# Challenge Set 9 Tree Poisson GLM

Topic: Poisson GLM 

Date: 02/14/2016

Name: Kenneth Myers

Worked with: NA

We are going to fit a model to count data. The first one we will use is about the total count of damage incidents to ships. You can get it here:

http://data.princeton.edu/wws509/datasets/ships.dta

We are stealing this dataset from STATA, so it's in STATA format. Pandas has a reader for that format to make your life easy:

    from pandas.io.stata import StataReader
    reader = StataReader('ships.dta')
    dataframe = reader.data()
    
Here are some details on this dataset:

The file has 34 rows corresponding to the observed combinations of type of ship, year of construction and period of operation. Each row has information on five variables as follows:

* ship type, coded 1-5 for A, B, C, D and E,

* year of construction (1=1960-64, 2=1965-70, 3=1970-74, 4=1975-79),

* period of operation (1=1960-74, 2=1975-79)

* months of service, ranging from 63 to 20,370, and

* damage incidents, ranging from 0 to 53.

Note that there no ships of type E built in 1960-64, and that ships built in 1970-74 could not have operated in 1960-74. These combinations are omitted from the data file.

In [1]:
import pandas as pd
import numpy as np
from pandas.io.stata import StataReader
import statsmodels.api as sm
from sklearn.cross_validation import train_test_split
from sklearn.metrics import mean_absolute_error, mean_squared_error
from scipy.stats import chi2


## Challenge 1

Model the damage incident counts with a Poisson Regression.
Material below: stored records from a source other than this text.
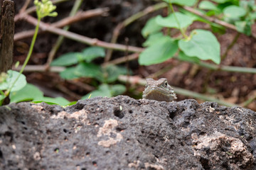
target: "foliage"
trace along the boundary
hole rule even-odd
[[[53,3],[49,0],[42,0],[42,2],[38,1],[38,0],[35,0],[34,4],[36,6],[36,13],[38,15],[38,23],[35,28],[35,33],[32,39],[32,42],[29,48],[28,53],[27,55],[24,64],[21,67],[20,72],[17,72],[12,70],[8,70],[7,74],[1,73],[0,76],[0,79],[1,79],[0,106],[2,104],[4,100],[10,95],[10,93],[11,96],[11,97],[10,96],[11,102],[14,102],[14,101],[18,102],[21,101],[26,101],[28,99],[28,96],[24,95],[24,93],[23,93],[22,89],[23,89],[23,88],[26,88],[25,89],[25,90],[27,90],[28,87],[31,87],[31,86],[29,85],[26,86],[26,85],[27,84],[26,76],[23,74],[22,74],[22,72],[24,70],[25,67],[28,64],[30,57],[31,56],[33,48],[35,45],[36,39],[38,33],[40,21],[41,18],[47,16],[57,16],[56,12],[53,12],[56,8],[56,6],[53,6]],[[31,91],[35,92],[35,95],[38,94],[36,90],[33,89],[31,88],[30,89],[30,90],[34,90]],[[33,93],[28,93],[28,94],[31,94]],[[31,96],[31,98],[33,96]]]
[[[107,84],[117,81],[119,75],[127,74],[127,69],[124,67],[115,65],[101,67],[92,62],[94,60],[105,56],[104,48],[90,47],[84,49],[81,52],[64,54],[53,60],[51,65],[68,67],[60,74],[64,79],[90,77],[100,81],[102,84],[98,86],[97,90],[92,91],[91,97],[111,97],[122,94],[125,91],[124,85],[109,85]],[[82,98],[88,98],[90,94]]]
[[[146,38],[143,44],[146,49],[139,58],[142,65],[150,65],[163,62],[174,56],[181,60],[210,60],[216,64],[220,63],[220,47],[215,35],[208,30],[192,30],[186,35],[187,28],[197,21],[210,24],[213,31],[223,33],[225,28],[216,23],[188,12],[182,8],[174,12],[172,4],[180,6],[195,6],[197,1],[163,0],[169,4],[171,13],[166,17],[157,16],[148,21],[142,30]],[[196,6],[194,6],[196,8]],[[215,16],[226,22],[234,24],[238,32],[251,35],[251,26],[256,18],[256,6],[252,0],[213,0],[201,1],[198,10],[205,15]],[[168,33],[161,32],[168,28]],[[170,30],[178,29],[182,36],[171,38]]]

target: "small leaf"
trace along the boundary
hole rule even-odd
[[[0,84],[0,90],[7,90],[11,88],[16,78],[18,76],[19,72],[13,70],[8,70],[7,77],[5,81]],[[26,84],[26,76],[23,74],[21,74],[17,81],[12,86],[11,92],[16,91],[23,88]]]
[[[152,33],[157,33],[162,27],[159,26],[156,22],[156,17],[150,18],[146,23],[146,26],[142,28],[142,34],[144,38],[146,38]]]
[[[164,0],[167,3],[173,3],[181,6],[193,6],[197,1],[196,0]]]
[[[50,64],[52,66],[70,66],[78,63],[80,52],[68,52],[54,60]]]
[[[245,10],[238,6],[228,6],[223,10],[224,16],[230,19],[239,19],[246,14]]]
[[[105,56],[104,48],[100,47],[90,47],[85,48],[82,50],[82,59],[87,62],[90,62],[92,60],[98,57],[104,57]]]
[[[27,84],[21,90],[10,94],[10,102],[18,103],[21,101],[41,100],[43,97],[43,94],[38,88],[33,84]]]
[[[176,17],[178,21],[176,19]],[[163,27],[175,28],[186,28],[193,23],[193,18],[180,12],[175,12],[171,13],[167,17],[163,18],[161,16],[156,16],[156,21],[157,24]]]
[[[178,53],[178,59],[182,61],[188,61],[193,62],[199,62],[200,60],[196,57],[190,57],[186,55],[183,51],[180,51]]]
[[[60,73],[61,78],[64,79],[75,79],[80,77],[75,74],[76,67],[69,67]]]
[[[112,96],[122,94],[126,91],[125,86],[122,84],[115,84],[110,86],[111,94]]]
[[[166,36],[144,50],[139,55],[139,63],[141,65],[161,63],[174,57],[177,50],[177,41]]]
[[[33,101],[33,103],[38,103],[42,102],[45,102],[50,105],[60,105],[63,106],[67,106],[70,103],[70,102],[67,99],[63,97],[57,97],[57,98],[43,97],[43,98],[41,98],[41,101]]]
[[[208,1],[201,1],[199,4],[198,7],[201,9],[218,11],[218,8],[216,7],[216,6],[213,3]]]
[[[250,36],[252,34],[251,25],[246,21],[238,21],[235,22],[237,30]]]
[[[220,62],[220,45],[214,35],[204,30],[194,30],[190,40],[180,40],[178,47],[188,56]]]
[[[0,101],[6,98],[6,96],[0,94]]]
[[[146,40],[143,43],[143,47],[150,46],[156,43],[156,41],[159,40],[159,39],[164,38],[163,33],[157,33],[154,34],[151,34],[146,39]]]
[[[99,86],[99,89],[97,90],[92,91],[92,92],[82,97],[81,99],[87,99],[90,95],[91,95],[90,98],[97,96],[112,97],[110,88],[109,85],[105,84],[101,84],[100,86]]]

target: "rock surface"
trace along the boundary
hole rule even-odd
[[[256,169],[256,113],[195,100],[0,108],[0,169]]]

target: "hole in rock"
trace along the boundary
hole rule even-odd
[[[119,118],[124,117],[124,113],[119,108],[115,108],[114,110],[114,115]]]

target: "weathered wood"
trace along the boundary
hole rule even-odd
[[[14,2],[1,0],[0,72],[11,68],[14,36]]]

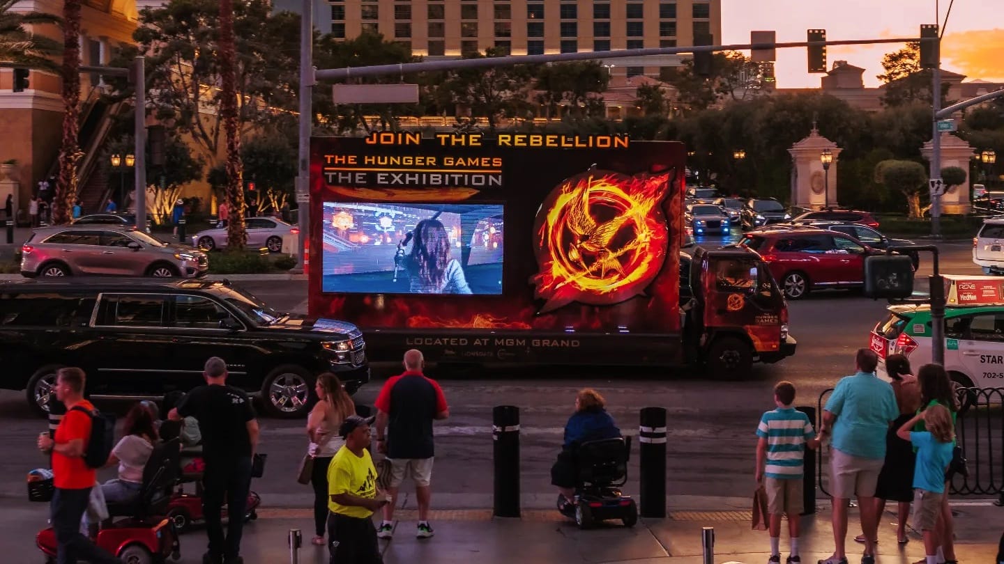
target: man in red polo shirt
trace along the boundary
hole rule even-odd
[[[94,406],[83,398],[83,370],[60,368],[56,372],[56,399],[66,406],[66,414],[56,428],[55,440],[38,438],[38,448],[52,454],[52,482],[55,492],[50,506],[52,530],[56,534],[56,562],[75,564],[78,560],[96,564],[121,564],[114,556],[98,548],[80,534],[80,519],[87,510],[94,469],[83,460],[90,440],[90,415],[74,409],[91,411]]]

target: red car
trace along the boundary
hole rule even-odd
[[[791,300],[863,286],[864,257],[876,253],[848,235],[811,228],[749,233],[739,244],[760,253]]]

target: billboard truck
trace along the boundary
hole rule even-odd
[[[310,146],[311,316],[371,360],[678,365],[794,353],[753,251],[682,249],[684,146],[375,132]]]

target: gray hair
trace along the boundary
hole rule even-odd
[[[224,376],[227,373],[227,362],[220,358],[219,356],[213,356],[206,361],[206,367],[204,372],[207,376],[211,378],[218,378]]]

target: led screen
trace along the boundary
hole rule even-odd
[[[324,202],[324,292],[501,294],[501,204]]]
>Hint: You can look at the previous ipython notebook with the logistic GLM example to see how you can do GLM with statsmodels

Remember that you will have to create dummy variables for categorical variables, and if you have time bins (like "1960-1964"), you have the option of either a) treating each bin as a category (and create dummies for each bin), or b) treat it as a continuous variable and take the mid-value (1962). Also remember to add a constant (to model the intercept).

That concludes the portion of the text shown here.